Все голоса были правы, но говорили слишком строго: «следует», «должна»: а я ощутила некий укол вины, словно когда-то хорошо помнила о Граде женском, а потом забыла. В 2007–2017 годах я много выступала в медиа как действующая феминистка. Тогда это слово было довольно скандальным, как и тема гендера — ни в российской науке, ни в современном искусстве, ни в обществе в целом ничего, кроме раздражения, она не вызывала. Можно назвать это колодцем застоя или безвременья: постсоветский феминизм 1990-х стремительно иссякал и был забыт, государственное женское движение рухнуло вслед за другими партийными структурами. Была одна-единственная легальная феминистка, Мария Арбатова, с которой сравнивали каждый новый голос, конечно, не в нашу пользу.

Кристина Пизанская решилась действовать и стала писательницей, потому что осталась без поддержки мужчин. Один за другим умерли ее отец и муж, не стало и покровителя — Карла V, чьей библиотекой она в свое время пользовалась. Феминистки моего поколения и чуть старше, те, кому в 2007-м было 25–35 лет, выступили потому, что в нулевых увидели, что лишены социальной защиты и профессиональных перспектив, то есть поддержки государства, которая была столь прочной для наших матерей и бабушек. Для нас советская власть умерла, но для них ее правила и гарантии по-прежнему оставались единственной знакомой и реальной системой координат. Во многом поэтому старшее поколение не хотело нас слушать и понимать, не замечало проблем, с которыми мы очень зримо столкнулись. Так мы стали неделю за неделей собираться на наших квартирах небольшим кругом женщин разных профессий, с разным опытом, немного разного возраста — 25–35 лет — и обсуждать, кто мы такие, что такое женский опыт и повседневность нулевых, как нас видят работодатели, мужья, родители, власть; как мы видим себя и свое тело, и почему.
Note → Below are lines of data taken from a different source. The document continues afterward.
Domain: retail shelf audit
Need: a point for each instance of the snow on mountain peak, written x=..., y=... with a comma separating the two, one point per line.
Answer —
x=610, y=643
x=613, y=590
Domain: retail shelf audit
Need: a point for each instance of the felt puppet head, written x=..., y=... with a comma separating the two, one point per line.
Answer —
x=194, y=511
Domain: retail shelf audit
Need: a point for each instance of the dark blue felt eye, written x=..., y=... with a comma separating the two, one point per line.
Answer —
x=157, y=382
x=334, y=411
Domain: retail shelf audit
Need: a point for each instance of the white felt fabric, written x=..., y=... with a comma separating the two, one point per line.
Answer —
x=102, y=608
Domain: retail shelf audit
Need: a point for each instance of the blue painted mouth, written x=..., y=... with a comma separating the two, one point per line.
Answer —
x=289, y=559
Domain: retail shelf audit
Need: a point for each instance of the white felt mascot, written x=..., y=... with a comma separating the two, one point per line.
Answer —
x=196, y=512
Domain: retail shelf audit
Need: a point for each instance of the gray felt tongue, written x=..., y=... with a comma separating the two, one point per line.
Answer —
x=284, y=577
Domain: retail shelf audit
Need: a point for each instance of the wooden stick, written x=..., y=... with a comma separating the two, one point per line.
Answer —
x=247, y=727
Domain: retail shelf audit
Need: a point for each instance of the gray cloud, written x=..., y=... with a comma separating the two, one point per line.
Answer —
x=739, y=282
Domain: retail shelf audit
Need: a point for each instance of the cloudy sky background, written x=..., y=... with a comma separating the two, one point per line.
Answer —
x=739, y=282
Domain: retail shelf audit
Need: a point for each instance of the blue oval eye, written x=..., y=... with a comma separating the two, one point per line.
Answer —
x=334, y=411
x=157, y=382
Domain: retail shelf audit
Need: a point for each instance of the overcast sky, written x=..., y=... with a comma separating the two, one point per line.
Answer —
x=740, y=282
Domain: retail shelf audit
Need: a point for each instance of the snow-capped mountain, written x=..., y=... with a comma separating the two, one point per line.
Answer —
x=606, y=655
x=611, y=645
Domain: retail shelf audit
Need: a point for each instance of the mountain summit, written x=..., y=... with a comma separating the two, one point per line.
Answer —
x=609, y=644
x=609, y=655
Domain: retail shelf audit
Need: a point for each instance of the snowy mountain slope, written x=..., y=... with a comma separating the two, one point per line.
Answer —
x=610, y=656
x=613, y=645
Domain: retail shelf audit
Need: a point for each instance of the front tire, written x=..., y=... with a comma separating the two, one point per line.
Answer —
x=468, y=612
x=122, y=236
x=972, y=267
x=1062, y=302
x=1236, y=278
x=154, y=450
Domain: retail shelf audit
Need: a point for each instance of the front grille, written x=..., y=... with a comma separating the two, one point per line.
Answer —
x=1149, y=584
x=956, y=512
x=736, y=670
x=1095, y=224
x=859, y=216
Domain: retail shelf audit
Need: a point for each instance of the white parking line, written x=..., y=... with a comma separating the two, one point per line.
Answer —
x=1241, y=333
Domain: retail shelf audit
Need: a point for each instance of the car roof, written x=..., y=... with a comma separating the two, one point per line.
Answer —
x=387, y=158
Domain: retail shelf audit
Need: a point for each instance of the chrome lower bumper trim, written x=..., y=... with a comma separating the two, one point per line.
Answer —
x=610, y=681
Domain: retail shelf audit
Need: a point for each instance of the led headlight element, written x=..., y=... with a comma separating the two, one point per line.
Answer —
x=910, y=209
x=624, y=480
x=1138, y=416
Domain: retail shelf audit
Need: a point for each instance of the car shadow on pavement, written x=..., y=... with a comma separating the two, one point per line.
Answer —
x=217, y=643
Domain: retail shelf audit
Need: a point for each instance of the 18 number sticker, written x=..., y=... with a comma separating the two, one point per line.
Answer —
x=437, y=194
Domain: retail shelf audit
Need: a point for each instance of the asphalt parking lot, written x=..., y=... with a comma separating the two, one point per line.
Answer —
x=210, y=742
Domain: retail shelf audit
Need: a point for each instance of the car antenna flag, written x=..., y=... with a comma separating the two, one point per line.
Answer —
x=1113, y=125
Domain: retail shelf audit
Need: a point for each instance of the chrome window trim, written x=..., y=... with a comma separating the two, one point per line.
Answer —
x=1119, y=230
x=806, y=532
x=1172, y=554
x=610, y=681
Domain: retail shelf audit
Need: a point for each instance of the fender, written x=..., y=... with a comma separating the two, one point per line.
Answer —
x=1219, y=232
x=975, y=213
Тогда я поняла, что быть мыслящей женщиной и работать над чем-то новым обязательно требует самым твердым образом признать свою невидимость. Рассматривая всякий раз нашу плохую зимнюю обувь в коридоре, я думала, что эти встречи выглядят для соседей скучно и безопасно, как дни рождения тетушек-коллег по работе из какой-нибудь бухгалтерии: дневная встреча, никакой выпивки, музыки и мужчин, каждая приносит сок или печенье. На политический кружок это тем более было не похоже: никакой символики, никаких игр в конспирологию. В субкультуре молодых мужчин-анархистов тех лет было принято вынимать батарейку из телефона во время разговора. Разумеется, нам не требовалось этого делать. Наши беседы ни для кого не представляли интереса, никто бы и не подумал увидеть в обсуждениях алиментов, бездетности, инвалидности, возраста, родов или поликлиник что-то политическое.

Мне дороги эти воспоминания. Работа в группе, (мы назывались «Московская феминистская группа»), год за годом позволила понять, как устроено общество в самом низу, позволила понять, что все мельчайшее и бытовое служит точным зеркалом государственного, и что при любых сомнениях следует проявить пристальное внимание к незначительному. Так мы без спешки проектировали свое будущее, фантазируя, как могли бы обсуждаться и решаться вопросы гендерного насилия и гендерного равенства, идентичности и контроля, заботы и здравоохранения и так далее.

Тогда-то я и узнала о Кристине Пизанской — из небольшой брошюры с предисловием Валентины Успенской, напечатанной в Твери в 2003-м: «Теоретическая реабилитация женщин в произведениях Кристины Пизанской. Пособие к курсу по истории феминизма». Издательство называлось «Феминист Пресс» и, по-моему, выпускало труды Центра женской истории при Тверском государственном университете — еще один остаток феминистских инициатив 90-х. Сейчас память цепляется за английское название, написанное русскими буквами, и саму тему переводной феминистской литературы. Все, что мы тогда читали, было переводным. Или переводили сами, или перепечатывали и сканировали что-то, незаметно увеличивая в сети объем литературы о женской истории и феминизме.